Inesperienza, forse troppa baldanza, troppa sicurezza, e forse anche troppa abitudine ad essere applaudito, e non solo come attore.

Questo atteggiamento, tipico di una leadership ancora inesperta, ha portato a un indebolimento della posizione internazionale dell’Ucraina e a tensioni diplomatiche inutili e dannose.

Zelensky, inoltre, si è cullato eccessivamente nell’ovazione iniziale ricevuta per la sua resistenza contro la Russia, senza valutarne pienamente la reale portata.

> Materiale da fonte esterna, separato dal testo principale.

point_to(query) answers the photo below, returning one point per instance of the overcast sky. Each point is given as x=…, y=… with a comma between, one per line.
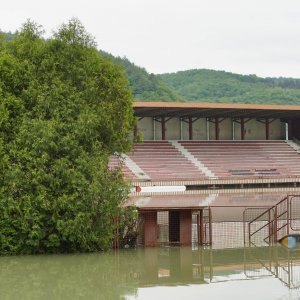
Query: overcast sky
x=259, y=37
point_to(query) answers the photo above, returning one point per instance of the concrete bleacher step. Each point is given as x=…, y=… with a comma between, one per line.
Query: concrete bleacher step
x=193, y=159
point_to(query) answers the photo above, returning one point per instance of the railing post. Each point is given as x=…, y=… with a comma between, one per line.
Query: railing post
x=210, y=227
x=288, y=215
x=275, y=225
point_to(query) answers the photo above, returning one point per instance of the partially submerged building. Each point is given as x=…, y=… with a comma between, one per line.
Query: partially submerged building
x=204, y=168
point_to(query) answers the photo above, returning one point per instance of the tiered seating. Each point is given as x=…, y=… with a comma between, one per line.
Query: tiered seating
x=246, y=158
x=160, y=160
x=115, y=162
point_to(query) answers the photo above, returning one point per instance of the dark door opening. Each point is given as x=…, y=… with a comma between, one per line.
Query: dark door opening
x=174, y=226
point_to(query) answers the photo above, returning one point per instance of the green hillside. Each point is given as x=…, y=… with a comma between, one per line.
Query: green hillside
x=219, y=86
x=145, y=86
x=201, y=85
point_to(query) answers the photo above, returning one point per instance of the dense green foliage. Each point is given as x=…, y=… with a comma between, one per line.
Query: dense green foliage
x=145, y=86
x=64, y=110
x=219, y=86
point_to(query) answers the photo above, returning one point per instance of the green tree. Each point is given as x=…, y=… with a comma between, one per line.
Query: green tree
x=64, y=110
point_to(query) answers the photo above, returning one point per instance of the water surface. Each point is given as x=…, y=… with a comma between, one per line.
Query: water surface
x=155, y=273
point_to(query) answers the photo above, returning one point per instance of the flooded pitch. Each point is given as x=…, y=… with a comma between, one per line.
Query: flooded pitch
x=155, y=273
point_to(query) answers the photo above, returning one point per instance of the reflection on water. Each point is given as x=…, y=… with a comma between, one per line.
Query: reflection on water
x=161, y=273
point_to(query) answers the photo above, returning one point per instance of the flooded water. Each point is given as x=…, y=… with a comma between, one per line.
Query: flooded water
x=155, y=273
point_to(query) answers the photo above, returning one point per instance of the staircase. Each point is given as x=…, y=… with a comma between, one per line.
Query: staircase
x=267, y=226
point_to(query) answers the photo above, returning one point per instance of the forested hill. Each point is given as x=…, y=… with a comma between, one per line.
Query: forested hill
x=219, y=86
x=145, y=86
x=201, y=85
x=209, y=86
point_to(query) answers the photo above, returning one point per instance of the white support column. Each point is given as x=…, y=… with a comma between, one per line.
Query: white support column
x=181, y=135
x=233, y=130
x=207, y=129
x=154, y=131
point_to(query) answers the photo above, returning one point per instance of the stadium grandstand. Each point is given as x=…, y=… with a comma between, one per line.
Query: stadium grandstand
x=206, y=173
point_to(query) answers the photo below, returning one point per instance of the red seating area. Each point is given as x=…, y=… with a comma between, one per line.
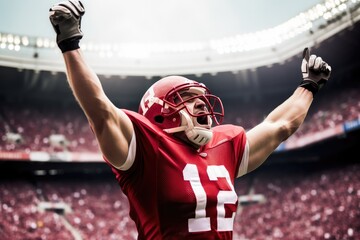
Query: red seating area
x=300, y=204
x=36, y=124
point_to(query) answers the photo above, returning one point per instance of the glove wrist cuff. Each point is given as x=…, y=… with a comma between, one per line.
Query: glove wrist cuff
x=69, y=44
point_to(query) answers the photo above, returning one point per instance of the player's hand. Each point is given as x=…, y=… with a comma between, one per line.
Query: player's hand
x=315, y=72
x=65, y=17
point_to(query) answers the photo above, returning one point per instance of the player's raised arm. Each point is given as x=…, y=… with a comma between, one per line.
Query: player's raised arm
x=284, y=120
x=113, y=129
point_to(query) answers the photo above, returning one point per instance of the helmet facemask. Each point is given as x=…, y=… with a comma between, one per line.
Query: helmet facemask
x=195, y=124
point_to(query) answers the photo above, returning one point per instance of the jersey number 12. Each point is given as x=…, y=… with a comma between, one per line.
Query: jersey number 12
x=202, y=223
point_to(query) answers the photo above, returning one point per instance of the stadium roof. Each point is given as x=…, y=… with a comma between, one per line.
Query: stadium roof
x=156, y=20
x=162, y=37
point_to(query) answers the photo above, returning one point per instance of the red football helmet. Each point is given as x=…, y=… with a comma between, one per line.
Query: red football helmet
x=164, y=105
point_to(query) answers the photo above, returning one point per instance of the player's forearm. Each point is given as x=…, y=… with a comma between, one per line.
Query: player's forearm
x=291, y=113
x=85, y=85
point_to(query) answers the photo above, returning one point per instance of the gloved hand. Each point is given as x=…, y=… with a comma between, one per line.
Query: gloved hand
x=65, y=17
x=315, y=72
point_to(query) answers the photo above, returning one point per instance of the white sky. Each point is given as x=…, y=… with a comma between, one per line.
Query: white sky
x=143, y=21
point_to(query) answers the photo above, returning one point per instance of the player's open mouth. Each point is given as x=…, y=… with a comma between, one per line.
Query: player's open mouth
x=202, y=120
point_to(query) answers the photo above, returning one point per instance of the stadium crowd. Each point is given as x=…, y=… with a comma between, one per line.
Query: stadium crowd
x=35, y=125
x=299, y=203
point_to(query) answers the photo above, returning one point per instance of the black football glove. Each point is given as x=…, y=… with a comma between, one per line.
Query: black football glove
x=315, y=72
x=65, y=17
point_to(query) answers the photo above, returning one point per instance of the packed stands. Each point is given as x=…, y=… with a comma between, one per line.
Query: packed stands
x=304, y=201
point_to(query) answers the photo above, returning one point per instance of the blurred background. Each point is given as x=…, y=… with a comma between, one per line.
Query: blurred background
x=53, y=181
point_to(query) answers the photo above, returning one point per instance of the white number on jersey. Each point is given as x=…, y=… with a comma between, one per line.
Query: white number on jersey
x=202, y=223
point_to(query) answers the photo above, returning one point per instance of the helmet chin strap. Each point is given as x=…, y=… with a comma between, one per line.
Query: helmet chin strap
x=197, y=135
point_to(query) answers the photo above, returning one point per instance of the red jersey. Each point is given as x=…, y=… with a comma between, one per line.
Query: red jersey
x=178, y=192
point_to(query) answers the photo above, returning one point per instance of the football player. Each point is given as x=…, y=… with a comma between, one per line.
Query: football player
x=175, y=167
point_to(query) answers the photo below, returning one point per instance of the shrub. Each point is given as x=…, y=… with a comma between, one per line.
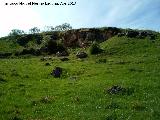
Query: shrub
x=95, y=48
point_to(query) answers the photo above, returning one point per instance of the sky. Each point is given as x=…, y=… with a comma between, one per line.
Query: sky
x=136, y=14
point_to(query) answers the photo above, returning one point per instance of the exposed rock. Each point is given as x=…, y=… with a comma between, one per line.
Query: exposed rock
x=47, y=64
x=121, y=34
x=116, y=90
x=81, y=37
x=63, y=53
x=57, y=72
x=46, y=58
x=81, y=55
x=64, y=59
x=132, y=34
x=5, y=55
x=120, y=90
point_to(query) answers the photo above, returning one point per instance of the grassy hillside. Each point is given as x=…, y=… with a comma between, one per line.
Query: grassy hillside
x=29, y=91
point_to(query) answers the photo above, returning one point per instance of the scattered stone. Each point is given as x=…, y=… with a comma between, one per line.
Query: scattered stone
x=121, y=34
x=5, y=55
x=101, y=61
x=116, y=90
x=64, y=53
x=120, y=90
x=81, y=55
x=2, y=80
x=46, y=58
x=47, y=64
x=132, y=34
x=64, y=59
x=57, y=72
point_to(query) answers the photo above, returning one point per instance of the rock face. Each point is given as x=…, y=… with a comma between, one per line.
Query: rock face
x=83, y=37
x=81, y=55
x=57, y=72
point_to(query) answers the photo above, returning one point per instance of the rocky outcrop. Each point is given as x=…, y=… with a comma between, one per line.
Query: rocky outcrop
x=83, y=37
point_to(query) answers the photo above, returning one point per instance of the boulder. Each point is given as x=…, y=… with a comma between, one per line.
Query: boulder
x=57, y=72
x=132, y=34
x=116, y=90
x=5, y=55
x=64, y=59
x=81, y=55
x=63, y=53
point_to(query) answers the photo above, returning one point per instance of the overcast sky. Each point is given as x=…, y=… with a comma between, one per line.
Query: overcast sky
x=141, y=14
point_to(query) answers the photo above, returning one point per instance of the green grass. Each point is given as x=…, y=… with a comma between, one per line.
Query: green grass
x=28, y=91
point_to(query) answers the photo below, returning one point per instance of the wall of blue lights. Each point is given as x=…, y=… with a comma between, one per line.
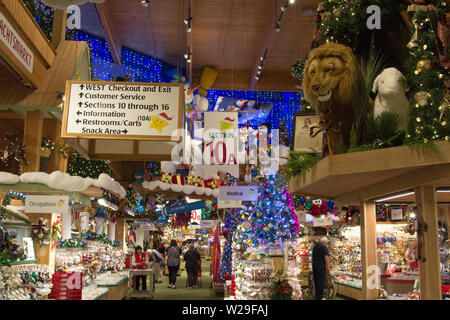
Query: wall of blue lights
x=143, y=68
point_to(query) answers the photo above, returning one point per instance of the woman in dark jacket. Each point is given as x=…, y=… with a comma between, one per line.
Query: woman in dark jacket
x=192, y=258
x=173, y=262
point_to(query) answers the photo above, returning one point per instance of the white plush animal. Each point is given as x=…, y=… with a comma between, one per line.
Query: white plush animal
x=201, y=102
x=390, y=95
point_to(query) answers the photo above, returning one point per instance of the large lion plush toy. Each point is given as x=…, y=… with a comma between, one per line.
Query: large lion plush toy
x=332, y=84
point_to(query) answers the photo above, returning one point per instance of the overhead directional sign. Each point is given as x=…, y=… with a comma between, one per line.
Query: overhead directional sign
x=122, y=110
x=238, y=193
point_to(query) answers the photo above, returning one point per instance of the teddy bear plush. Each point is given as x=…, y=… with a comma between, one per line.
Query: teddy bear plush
x=390, y=90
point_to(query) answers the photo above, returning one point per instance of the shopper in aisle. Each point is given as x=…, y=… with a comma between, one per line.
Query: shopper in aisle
x=158, y=265
x=140, y=261
x=192, y=258
x=173, y=262
x=321, y=266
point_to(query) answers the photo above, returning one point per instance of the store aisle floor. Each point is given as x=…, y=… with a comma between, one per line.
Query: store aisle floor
x=181, y=292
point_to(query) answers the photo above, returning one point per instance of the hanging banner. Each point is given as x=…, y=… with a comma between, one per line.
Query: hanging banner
x=12, y=40
x=323, y=222
x=208, y=223
x=221, y=137
x=227, y=204
x=238, y=193
x=122, y=110
x=184, y=207
x=196, y=218
x=46, y=204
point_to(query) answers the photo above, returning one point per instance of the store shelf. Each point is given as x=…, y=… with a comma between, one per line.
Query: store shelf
x=366, y=175
x=20, y=262
x=348, y=285
x=113, y=284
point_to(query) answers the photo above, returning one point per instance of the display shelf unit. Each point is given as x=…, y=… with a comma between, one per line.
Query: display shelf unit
x=348, y=290
x=361, y=178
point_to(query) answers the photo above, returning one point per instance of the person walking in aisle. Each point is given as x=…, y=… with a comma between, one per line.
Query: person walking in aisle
x=158, y=266
x=140, y=261
x=173, y=262
x=321, y=266
x=192, y=258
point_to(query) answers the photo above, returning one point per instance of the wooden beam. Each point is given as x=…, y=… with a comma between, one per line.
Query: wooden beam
x=111, y=35
x=238, y=80
x=32, y=140
x=428, y=240
x=423, y=176
x=59, y=27
x=368, y=249
x=121, y=233
x=267, y=40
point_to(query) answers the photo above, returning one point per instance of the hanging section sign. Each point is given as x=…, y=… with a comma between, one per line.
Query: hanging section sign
x=122, y=110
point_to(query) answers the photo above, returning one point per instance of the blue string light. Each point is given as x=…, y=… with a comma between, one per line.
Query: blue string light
x=285, y=104
x=143, y=68
x=140, y=67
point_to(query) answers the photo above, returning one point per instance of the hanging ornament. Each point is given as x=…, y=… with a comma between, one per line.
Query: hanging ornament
x=424, y=65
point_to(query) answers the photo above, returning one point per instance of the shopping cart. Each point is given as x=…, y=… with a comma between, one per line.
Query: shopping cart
x=199, y=276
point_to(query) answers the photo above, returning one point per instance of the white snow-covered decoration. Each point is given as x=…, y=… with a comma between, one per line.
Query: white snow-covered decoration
x=16, y=209
x=64, y=4
x=8, y=178
x=64, y=181
x=391, y=95
x=186, y=189
x=168, y=166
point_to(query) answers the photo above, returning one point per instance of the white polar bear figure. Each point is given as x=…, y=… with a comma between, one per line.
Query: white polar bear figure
x=390, y=89
x=201, y=102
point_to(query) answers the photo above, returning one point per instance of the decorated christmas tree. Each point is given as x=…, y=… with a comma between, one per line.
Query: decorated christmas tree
x=427, y=75
x=271, y=217
x=225, y=268
x=79, y=166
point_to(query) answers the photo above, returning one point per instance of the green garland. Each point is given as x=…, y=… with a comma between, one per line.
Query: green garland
x=281, y=289
x=299, y=163
x=103, y=238
x=72, y=243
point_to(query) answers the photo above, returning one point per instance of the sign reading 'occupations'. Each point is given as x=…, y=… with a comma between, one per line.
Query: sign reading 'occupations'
x=122, y=110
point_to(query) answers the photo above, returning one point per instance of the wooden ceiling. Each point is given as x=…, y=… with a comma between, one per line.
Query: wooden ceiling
x=228, y=35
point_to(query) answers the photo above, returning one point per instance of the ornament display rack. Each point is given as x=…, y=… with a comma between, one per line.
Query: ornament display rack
x=360, y=178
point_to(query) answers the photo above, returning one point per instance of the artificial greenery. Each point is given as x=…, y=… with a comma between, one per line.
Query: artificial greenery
x=103, y=238
x=299, y=163
x=430, y=116
x=79, y=166
x=281, y=289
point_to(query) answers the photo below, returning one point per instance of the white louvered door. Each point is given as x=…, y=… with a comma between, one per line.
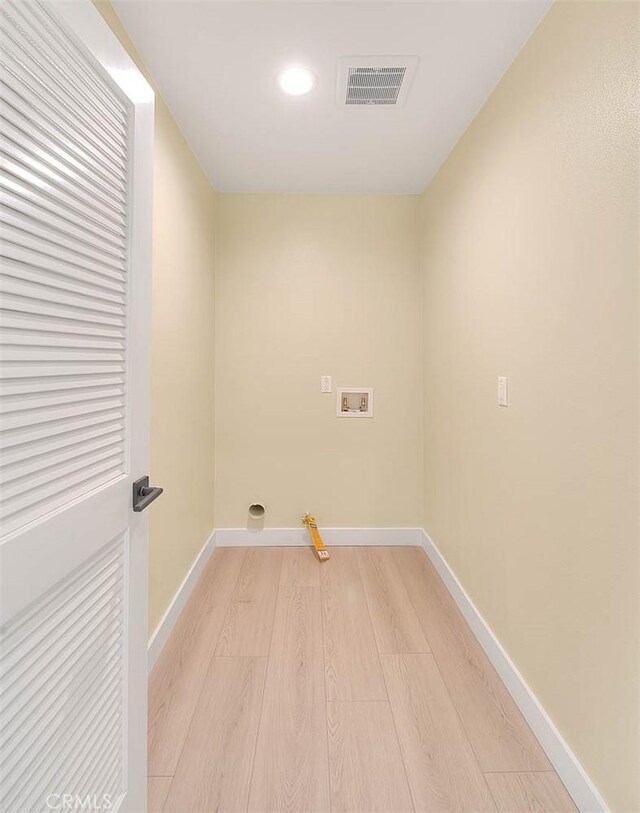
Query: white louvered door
x=76, y=130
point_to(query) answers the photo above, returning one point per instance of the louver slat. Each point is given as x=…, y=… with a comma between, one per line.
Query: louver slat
x=63, y=270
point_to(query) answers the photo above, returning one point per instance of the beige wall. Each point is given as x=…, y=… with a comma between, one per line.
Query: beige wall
x=182, y=420
x=530, y=270
x=306, y=286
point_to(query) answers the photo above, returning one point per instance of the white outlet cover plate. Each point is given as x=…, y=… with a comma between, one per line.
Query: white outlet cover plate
x=356, y=393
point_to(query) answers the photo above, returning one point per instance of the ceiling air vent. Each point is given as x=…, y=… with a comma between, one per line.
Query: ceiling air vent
x=374, y=80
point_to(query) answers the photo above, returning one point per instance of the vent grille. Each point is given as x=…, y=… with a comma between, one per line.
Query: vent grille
x=374, y=85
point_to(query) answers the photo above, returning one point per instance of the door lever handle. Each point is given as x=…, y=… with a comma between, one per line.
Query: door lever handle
x=144, y=494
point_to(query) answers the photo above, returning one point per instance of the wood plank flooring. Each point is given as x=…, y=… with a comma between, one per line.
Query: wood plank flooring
x=353, y=685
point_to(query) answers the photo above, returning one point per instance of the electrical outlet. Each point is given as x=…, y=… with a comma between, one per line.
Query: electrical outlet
x=502, y=391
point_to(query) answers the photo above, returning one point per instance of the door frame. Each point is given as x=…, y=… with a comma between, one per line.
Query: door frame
x=91, y=30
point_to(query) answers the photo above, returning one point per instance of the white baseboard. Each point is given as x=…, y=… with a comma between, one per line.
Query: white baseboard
x=291, y=537
x=168, y=620
x=568, y=768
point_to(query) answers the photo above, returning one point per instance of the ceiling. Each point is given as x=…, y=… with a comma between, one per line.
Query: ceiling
x=216, y=65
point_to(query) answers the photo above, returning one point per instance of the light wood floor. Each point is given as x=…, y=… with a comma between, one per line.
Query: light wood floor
x=351, y=685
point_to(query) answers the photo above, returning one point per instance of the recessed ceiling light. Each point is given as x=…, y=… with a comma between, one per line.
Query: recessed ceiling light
x=296, y=80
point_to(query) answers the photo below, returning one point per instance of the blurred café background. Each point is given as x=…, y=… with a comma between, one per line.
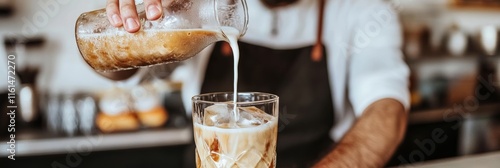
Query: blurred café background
x=451, y=46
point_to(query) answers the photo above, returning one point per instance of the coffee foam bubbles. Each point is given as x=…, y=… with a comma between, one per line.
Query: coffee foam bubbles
x=219, y=115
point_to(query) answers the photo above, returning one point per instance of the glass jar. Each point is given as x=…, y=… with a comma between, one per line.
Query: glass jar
x=185, y=28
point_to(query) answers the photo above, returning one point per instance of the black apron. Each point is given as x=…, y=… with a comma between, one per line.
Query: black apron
x=306, y=109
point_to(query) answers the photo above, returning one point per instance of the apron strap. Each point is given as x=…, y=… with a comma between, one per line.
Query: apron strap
x=317, y=51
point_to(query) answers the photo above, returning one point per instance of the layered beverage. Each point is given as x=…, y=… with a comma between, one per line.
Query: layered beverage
x=122, y=50
x=224, y=143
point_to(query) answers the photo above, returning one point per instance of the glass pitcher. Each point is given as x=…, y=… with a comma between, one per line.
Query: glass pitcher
x=185, y=28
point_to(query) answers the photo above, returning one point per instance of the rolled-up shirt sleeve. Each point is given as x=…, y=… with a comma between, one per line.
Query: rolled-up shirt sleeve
x=376, y=66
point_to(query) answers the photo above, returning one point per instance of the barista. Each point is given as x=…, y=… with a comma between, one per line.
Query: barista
x=339, y=74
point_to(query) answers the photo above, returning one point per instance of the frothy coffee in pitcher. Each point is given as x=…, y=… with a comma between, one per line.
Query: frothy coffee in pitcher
x=119, y=51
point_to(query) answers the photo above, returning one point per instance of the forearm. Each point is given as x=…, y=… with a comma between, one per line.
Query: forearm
x=373, y=138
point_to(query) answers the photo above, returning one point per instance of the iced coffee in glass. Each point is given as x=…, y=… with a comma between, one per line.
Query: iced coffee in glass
x=227, y=138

Infatti, gran parte degli applausi ricevuti non erano esclusivamente diretti a lui, ma riflettevano soprattutto l’opportunità strategica che la sua azione forniva a Europa e Stati Uniti per indebolire un blocco geopolitico che essi stessi avevano difficoltà ad affrontare direttamente.

Cari amici, cosa ci insegna tutto questo?

La storia dimostra che la leadership politica è ciclica: tempi di guerra e crisi generano leader carismatici e simbolici come Zelensky, mentre situazioni di instabilità interna portano leader divisivi e transazionali come Trump.

Entrambi questi leader hanno limiti e rischi: Trump indebolisce la fiducia nelle istituzioni e potrebbe essere condizionato negativamente da ossessioni personali, mentre Zelensky rischia di concentrare troppo potere personale e lascia aperti dubbi sull’efficacia nell’uso degli aiuti internazionali ricevuti.

La vera lezione della storia è che la leadership più duratura e positiva è quella equilibrata, che combina pragmatismo, idealismo e rispetto per le istituzioni.

Pensiamo a esempi come Augusto o Alcide De Gasperi, leader capaci di visione strategica, di creare un forte legame morale e di mantenere stabile l’ordine istituzionale.

In conclusione, nessun leader dura per sempre, ma il loro impatto può resistere nel tempo.

La sfida per noi tutti è imparare da questi esempi storici per costruire una politica più solida, equilibrata e duratura.